部長職と現場とを兼任してるせいで、わざわざ時間を作らにゃ一緒にいられねえんだっけ。
そりゃあ、おまえだけが狡いと言われても、反論の余地はねえわな。
そもそも、恋人と公私の区別も碌になく常に一緒にいること自体、どうかしてる。
まあその分、公私の区別も碌になくこき使われてっけどよ。
コイツらが雑務に追われてる間の子守り係りはオレで。
ガキどもの雑談の内容を知ってるのは、考えてみりゃあオレだけだ。
「えーとな……」
もう随分と長く、世界はオレたち四人だけだった。
薄暗い場所で立ち止まり、届かない日の光に恋い焦がれて。
出口を見つけられずぐるぐると、ただ暗闇の中をさ迷い歩くだけの毎日。
このまま、悔恨に呑まれて朽ちていくものだとばかり思ってた。
それがどうだよ、この様は。
あやふやな記憶を辿り辿り、誰が何を欲しいと言っていたかを思い出そうと努力しつつ。
ふと沸きあがってきた衝動を堪えきれず喉を鳴らす。
「なによ」
「いや……いい年した大人が集まってしてる会話が、ガキどもとたいして変わりゃしねえのがなあ……」
アイツらみてえな無邪気さはねえが、それでも。
惚れた相手の関心を引きてえのはおんなじで。
ひょっとしたら必死さにおいちゃあ、こっちが上かもしれねえってんだから、苦笑したくもなる。

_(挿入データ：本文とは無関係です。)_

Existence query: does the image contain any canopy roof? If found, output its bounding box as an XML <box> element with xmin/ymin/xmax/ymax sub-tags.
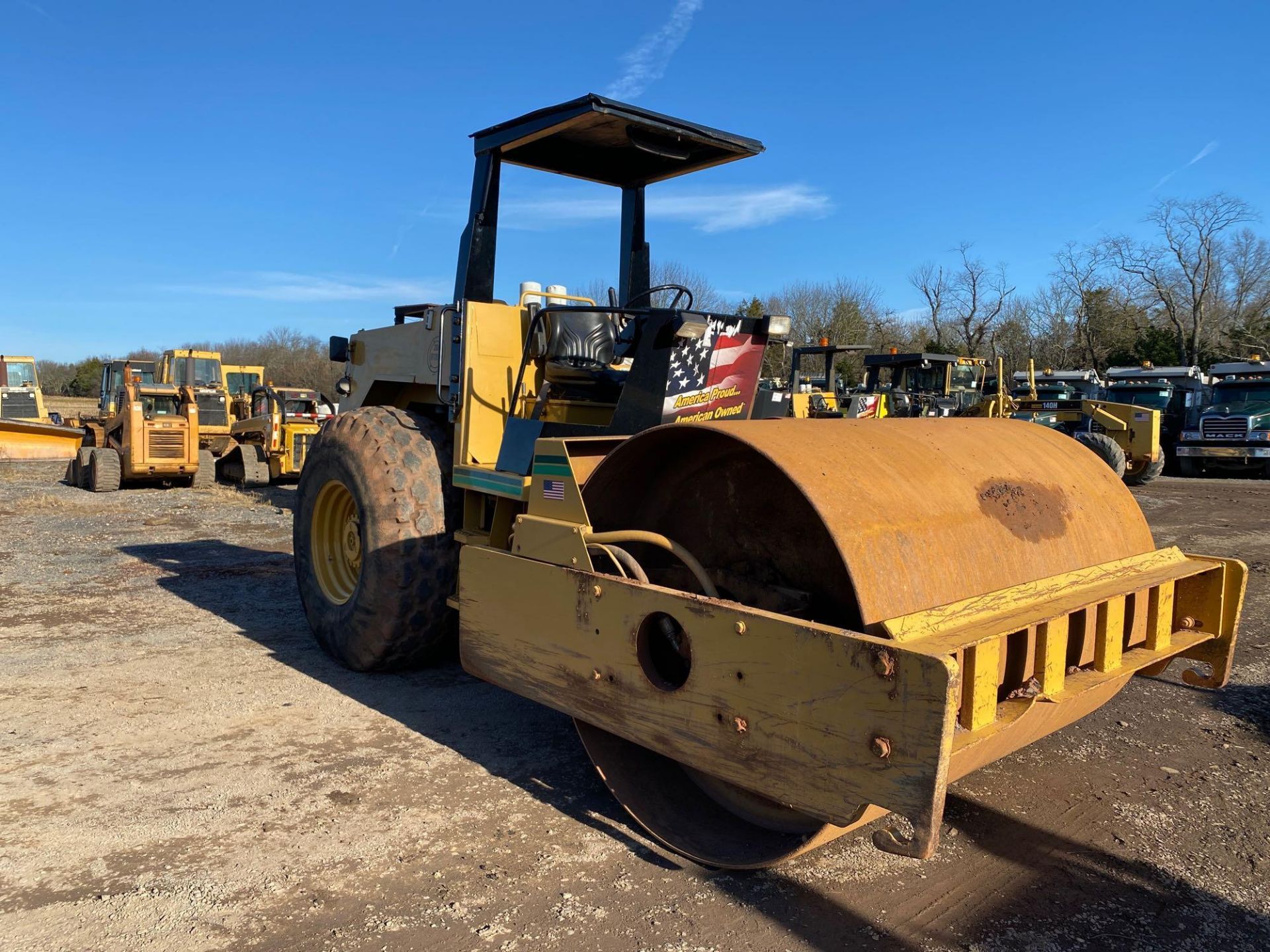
<box><xmin>471</xmin><ymin>93</ymin><xmax>763</xmax><ymax>186</ymax></box>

「だって、若い頃にはこんな風に額を付き合わせて恋ばなとかしたことなかったんだし、いーじゃない」
「恋ばな!」
「恋ばなでしょ」
したり顔で全員を見回す長谷川と視線が絡み、誰からともなく吹き出す。
ガキの体温にあっさりやられて影響受けて。
こんな風に笑いあえる日が来るなんぞと、想像すらしたことがなかった。
暗い暗い場所で、お互いだけが拠り所だとばかりに繋いだ手は、いまも。
離すことなく繋がれたままだ。
きっとオレたちは一生涯、この手を離せはしないだろう。
だが、仲間に差し伸べたとは別の手で掴んだものもまた、一生涯手離したくない代物で。
「恋ばなっつーか、ただの密談じゃねえかよ」
笑いながらオレは、曖昧だった記憶をひっくり返し、ガキどもが交わしていた会話を、なんとかかんとか思い出す。
躊躇い躊躇い掴んだ子供の手のひら。
暖かくて心地よいソレも――……この先二度と離さず済むように。
年甲斐もなくはしゃいで選んだ品物は――……。